My first blog, The Neighborhood of God, has been defunct for some years now. Occasionally, however, I go back to it to reclaim an essay. This one, on the history of Saint Valentine’s Day, was written in 2006.
If you visit the original, you can see the Baron’s card to me that year. [This year he gave me a Burma Shave card he drew up in his office where mere mortals do not tread.]
During the latter part of the third century A.D., Claudius was Emperor of Rome — Claudius II, that is. In what has to be one of the dumbest edicts ever devised, Claudius decided to outlaw marriage, thinking it would be more efficient to raise troops if he didn’t have to tear them away from their families.
On paper, this decree must have looked good to Claudius, and it’s doubtful anyone was willing to tell him how sand-poundingly stupid his idea really was. After all, what happens when you outlaw normal human behavior? Of course: normal human beings sneak around the corner and do it anyway.
Thus, young couples started showing up at the Bishop’s house — this was in Interamna, now Terni, Italy— asking to be married. The news quickly spread and Valentinus was called before Claudius to explain himself. At the time, Christians were not considered persona grata, so Claudius wanted to deal: if Valentinus would renounce his faith and his bishopric and stop this marriage business he could escape unharmed. Needless to say, Valentinus wasn’t having any.
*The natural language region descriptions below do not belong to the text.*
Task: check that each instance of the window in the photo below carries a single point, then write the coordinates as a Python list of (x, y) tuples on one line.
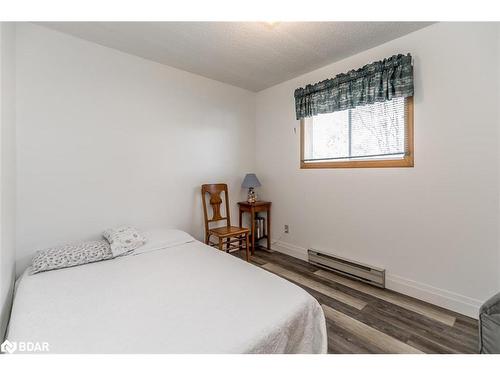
[(373, 135)]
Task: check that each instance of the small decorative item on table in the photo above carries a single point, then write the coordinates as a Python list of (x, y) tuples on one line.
[(251, 181)]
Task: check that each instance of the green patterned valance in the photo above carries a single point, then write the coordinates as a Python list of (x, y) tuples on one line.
[(375, 82)]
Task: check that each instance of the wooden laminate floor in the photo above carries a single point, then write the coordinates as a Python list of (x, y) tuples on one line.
[(365, 319)]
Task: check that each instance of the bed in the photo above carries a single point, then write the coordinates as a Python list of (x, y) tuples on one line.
[(180, 297)]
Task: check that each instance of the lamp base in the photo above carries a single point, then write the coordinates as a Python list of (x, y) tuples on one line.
[(252, 197)]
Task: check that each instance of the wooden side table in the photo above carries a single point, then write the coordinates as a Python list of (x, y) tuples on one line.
[(253, 209)]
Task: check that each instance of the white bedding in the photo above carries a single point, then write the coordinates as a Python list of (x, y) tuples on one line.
[(187, 298)]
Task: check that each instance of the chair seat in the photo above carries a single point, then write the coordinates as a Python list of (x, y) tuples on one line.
[(228, 231)]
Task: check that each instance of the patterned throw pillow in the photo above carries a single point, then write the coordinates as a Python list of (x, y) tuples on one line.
[(70, 255), (123, 239)]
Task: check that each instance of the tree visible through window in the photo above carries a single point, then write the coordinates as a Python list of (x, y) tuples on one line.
[(379, 135)]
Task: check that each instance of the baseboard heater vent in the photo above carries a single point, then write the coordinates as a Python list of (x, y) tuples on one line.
[(362, 272)]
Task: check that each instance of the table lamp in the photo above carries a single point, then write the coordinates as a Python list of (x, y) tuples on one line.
[(251, 181)]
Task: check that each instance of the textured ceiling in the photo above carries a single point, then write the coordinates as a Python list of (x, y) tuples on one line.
[(251, 55)]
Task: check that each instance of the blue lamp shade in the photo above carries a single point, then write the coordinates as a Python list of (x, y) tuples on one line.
[(250, 181)]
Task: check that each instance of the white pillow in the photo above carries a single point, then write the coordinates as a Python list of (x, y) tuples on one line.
[(70, 255), (161, 238), (123, 239)]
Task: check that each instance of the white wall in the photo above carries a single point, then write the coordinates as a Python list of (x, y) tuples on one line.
[(106, 138), (433, 227), (7, 170)]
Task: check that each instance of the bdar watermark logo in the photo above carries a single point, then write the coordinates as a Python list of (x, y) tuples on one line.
[(11, 347), (8, 347)]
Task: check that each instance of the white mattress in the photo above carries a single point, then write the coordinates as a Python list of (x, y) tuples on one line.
[(189, 298)]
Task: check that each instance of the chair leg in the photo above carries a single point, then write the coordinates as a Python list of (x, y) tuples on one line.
[(246, 247)]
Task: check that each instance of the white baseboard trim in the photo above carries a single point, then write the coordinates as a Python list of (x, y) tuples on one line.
[(440, 297)]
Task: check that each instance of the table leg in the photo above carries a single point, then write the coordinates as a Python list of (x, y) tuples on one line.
[(252, 217), (269, 229)]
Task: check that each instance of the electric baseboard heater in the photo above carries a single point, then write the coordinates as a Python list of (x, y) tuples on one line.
[(355, 270)]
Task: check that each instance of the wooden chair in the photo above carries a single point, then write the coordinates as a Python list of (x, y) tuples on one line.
[(232, 237)]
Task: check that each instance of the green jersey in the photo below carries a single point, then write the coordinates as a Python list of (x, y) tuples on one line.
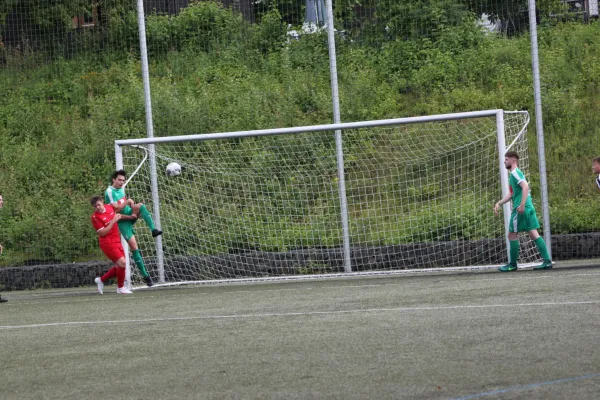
[(514, 180), (113, 195)]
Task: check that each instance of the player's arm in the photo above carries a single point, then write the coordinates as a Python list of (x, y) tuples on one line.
[(121, 204), (501, 202), (104, 231)]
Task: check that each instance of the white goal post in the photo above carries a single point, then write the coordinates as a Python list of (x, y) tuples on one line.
[(405, 194)]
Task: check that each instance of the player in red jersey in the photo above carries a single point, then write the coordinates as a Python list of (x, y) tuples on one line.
[(105, 221)]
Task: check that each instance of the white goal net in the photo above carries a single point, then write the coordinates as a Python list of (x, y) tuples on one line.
[(415, 193)]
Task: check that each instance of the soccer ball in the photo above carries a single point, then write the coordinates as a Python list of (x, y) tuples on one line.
[(173, 169)]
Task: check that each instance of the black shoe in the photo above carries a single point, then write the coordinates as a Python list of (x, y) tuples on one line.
[(156, 232)]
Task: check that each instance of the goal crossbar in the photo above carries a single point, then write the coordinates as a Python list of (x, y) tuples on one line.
[(310, 128)]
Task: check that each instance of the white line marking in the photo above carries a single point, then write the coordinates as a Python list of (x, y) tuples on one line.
[(295, 314), (94, 298)]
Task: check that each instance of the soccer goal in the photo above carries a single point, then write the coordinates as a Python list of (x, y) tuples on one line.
[(367, 197)]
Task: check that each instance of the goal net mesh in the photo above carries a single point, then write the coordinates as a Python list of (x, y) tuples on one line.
[(418, 196)]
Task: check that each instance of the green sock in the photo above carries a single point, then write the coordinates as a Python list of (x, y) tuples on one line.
[(541, 244), (147, 217), (514, 251), (137, 257)]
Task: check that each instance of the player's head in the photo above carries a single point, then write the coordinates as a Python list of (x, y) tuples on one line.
[(511, 159), (97, 203), (595, 168), (118, 178)]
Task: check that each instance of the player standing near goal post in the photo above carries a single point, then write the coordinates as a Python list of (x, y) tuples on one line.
[(115, 196), (523, 217), (104, 220)]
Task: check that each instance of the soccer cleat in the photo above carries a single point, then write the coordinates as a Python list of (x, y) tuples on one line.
[(100, 285), (148, 281), (545, 265), (156, 232), (508, 268)]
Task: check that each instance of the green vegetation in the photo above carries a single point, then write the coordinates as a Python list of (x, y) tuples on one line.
[(60, 115)]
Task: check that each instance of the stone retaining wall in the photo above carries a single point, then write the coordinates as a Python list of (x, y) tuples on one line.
[(296, 262)]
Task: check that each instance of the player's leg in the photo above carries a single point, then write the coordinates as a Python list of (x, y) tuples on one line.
[(141, 209), (513, 240), (531, 225), (121, 289), (139, 261), (116, 254)]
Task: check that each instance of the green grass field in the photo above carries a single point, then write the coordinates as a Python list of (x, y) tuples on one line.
[(527, 334)]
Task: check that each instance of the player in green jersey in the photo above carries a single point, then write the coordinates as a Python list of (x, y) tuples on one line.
[(523, 217), (115, 196)]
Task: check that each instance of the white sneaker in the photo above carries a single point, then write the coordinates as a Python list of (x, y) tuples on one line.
[(100, 285)]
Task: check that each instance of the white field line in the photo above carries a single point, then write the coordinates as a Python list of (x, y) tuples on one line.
[(296, 314), (360, 274), (43, 298)]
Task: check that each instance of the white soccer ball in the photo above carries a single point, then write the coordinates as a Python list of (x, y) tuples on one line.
[(173, 169)]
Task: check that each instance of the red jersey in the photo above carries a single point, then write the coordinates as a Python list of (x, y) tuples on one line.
[(101, 220)]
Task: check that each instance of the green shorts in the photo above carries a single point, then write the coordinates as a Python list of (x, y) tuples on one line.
[(523, 222), (126, 229)]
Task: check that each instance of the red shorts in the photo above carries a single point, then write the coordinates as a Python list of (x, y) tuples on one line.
[(114, 251)]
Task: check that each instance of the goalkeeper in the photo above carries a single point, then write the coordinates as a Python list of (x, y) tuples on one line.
[(523, 217), (115, 196)]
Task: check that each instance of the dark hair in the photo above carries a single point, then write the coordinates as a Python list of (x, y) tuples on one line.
[(95, 199), (119, 172)]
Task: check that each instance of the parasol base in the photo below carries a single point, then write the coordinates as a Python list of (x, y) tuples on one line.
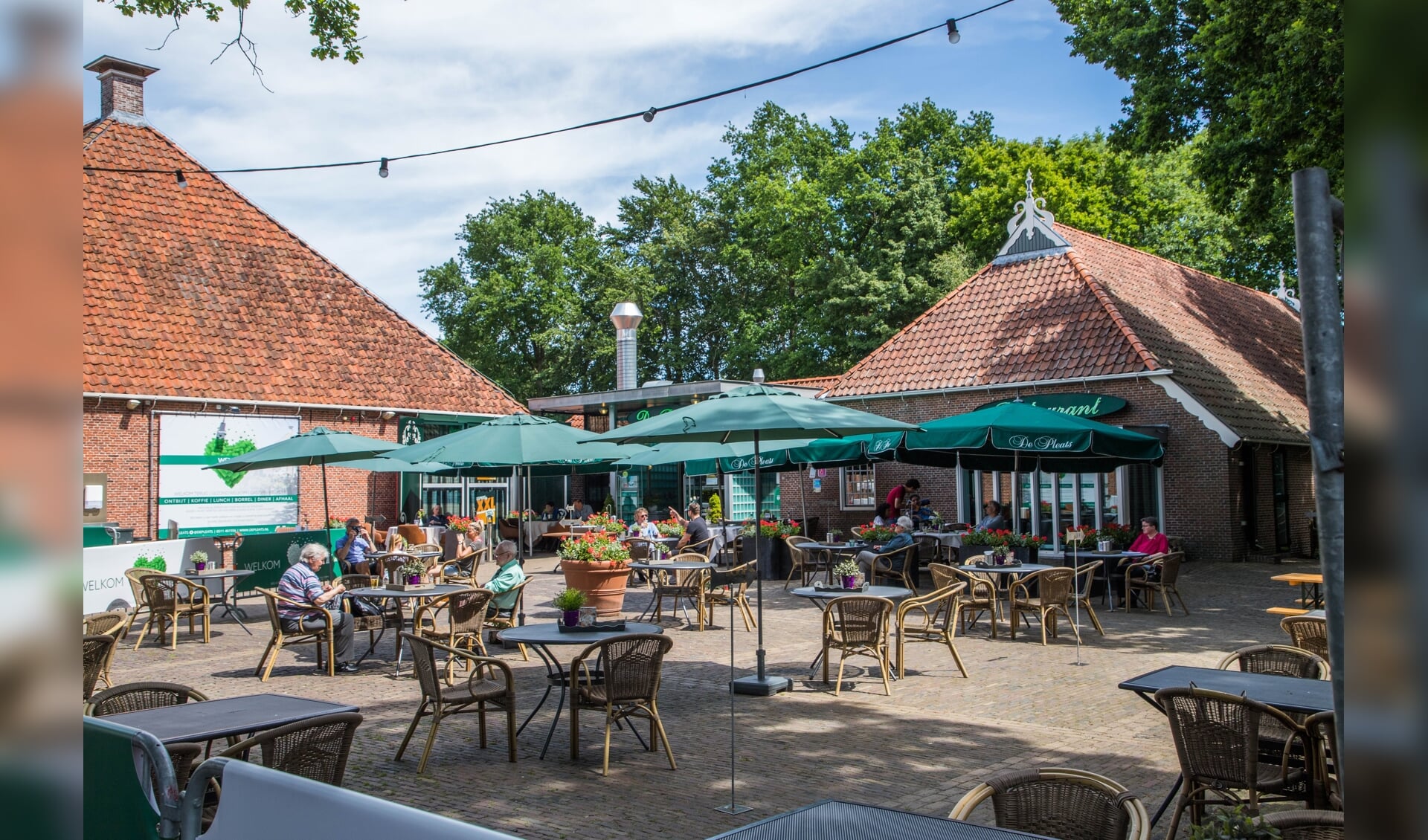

Claudius ordered the Bishop to be martyred in three stages. I will spare you the details. While awaiting execution, it is said that he fell in love with his jailer’s daughter and that his love cured her blindness.
There are at least two martyrs named Valentinus, so parts of the legend probably have some fact. One of them is buried on the road to Rome, and one of the smaller gates leading into the city was called for many centuries St. Valentine’s Gate. It has some other name now.
Eventually — about 200 hundred years later, a brief period in ecclesial time — Valentinus was canonized. He was made the patron saint of lovers, of epileptics (he perhaps suffered this disorder), and a regular grab bag of other ailments or past times. He is, for example, the patron saint of beekeepers — no doubt because of pressure from the beekeeper’s lobby.
Saint Valentine is not only the patron of lovers; originally he was appealed to as the savior of troubled love. The old people swore he could save marriages. Hmmm…
Maybe when it ceased being Saint Valentine’s Day and just became candy and flowers…maybe then, the divorce rate began to rise?
Save marriage — put Saint Valentine back on the calendar!
And for my beloved Baron, a quote from C. S. Lewis, that man most surprised by love:
Affection is responsible for nine-tenths of whatever solid and durable happiness there is in our lives.
The Baron would probably say that the other tenth of our durable happiness comes from sharing a good meal.
Happy Saint Valentine’s Day, dear BB.
So…waiting in my mailbox this morning was a card from the Baron.
Why, of course I can!
And, twelve years later, I still can.